Lorsque les équipes de spécialistes des transports s’attellent à des exercices de prospective, elles se concentrent sur les évolutions du secteur, mais leurs hypothèses concernant la disponibilité du carburant sont-elles réalistes ? Les transports sont dépendants du pétrole à 98 % et la part des transports dans la consommation mondiale de pétrole est de l’ordre de 50 %. Le domaine de la prospective pétrolière a beaucoup fait parler de lui ces dernières années avec la hausse continuelle des prix du baril mais il est fondamental de distinguer les données utilisées en fonction de leurs sources.
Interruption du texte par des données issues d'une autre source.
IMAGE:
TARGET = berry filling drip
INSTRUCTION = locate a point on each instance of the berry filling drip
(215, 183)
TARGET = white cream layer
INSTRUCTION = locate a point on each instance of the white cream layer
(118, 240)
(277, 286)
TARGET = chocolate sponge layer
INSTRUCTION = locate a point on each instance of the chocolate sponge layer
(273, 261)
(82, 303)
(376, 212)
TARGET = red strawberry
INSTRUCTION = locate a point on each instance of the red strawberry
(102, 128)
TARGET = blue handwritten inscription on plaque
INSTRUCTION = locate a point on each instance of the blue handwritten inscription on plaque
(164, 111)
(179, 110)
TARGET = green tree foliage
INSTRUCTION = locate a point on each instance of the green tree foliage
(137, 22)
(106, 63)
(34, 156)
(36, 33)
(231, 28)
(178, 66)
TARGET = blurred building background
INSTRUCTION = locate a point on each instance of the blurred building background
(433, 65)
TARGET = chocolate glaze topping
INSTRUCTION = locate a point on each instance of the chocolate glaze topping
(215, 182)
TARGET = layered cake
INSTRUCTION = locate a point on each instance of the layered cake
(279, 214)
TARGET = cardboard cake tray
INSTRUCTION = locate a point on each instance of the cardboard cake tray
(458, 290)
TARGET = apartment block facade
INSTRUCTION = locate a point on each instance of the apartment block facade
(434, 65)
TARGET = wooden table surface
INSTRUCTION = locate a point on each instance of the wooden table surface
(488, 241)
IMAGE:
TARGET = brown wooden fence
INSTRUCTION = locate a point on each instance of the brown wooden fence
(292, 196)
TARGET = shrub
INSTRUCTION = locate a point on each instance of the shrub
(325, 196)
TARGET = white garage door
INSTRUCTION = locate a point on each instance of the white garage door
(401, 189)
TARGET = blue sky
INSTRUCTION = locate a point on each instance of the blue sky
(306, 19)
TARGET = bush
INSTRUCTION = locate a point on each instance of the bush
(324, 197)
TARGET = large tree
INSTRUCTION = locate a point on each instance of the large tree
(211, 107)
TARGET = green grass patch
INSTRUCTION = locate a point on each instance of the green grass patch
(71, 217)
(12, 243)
De nombreux organismes fournissent des données pétrolières, mais les plus consultés et les plus facilement accessibles sont l’Agence Internationale de l’Energie d’un côté et la compagnie pétrolière BP de l’autre. Les nombreuses données qu’ils fournissent sur la production et la consommation passée sont relativement fi ables. Il existe toutefois de petites différences entre les deux : par exemple, pour 2006, la production déclarée par BP est de 81,66 Mb/j (Millions de barils par jour) tandis que l’AIE indique 85,2 Mb/j. La différence, non négligeable, est due à des différences de définitions et modes de calculs. Concernant les prévisions de production de pétrole futur, la tâche se complique, car les écarts de vision sont considérables entre les différents organismes publiant des scénarios et il est impossible de s’exonérer d’une analyse en profondeur de ces décalages. Ce n’est pas directement l’objet de cet article mais nous serons forcés d’indiquer les principales raisons justifiant le choix des scénarios prospectifs les plus pertinents.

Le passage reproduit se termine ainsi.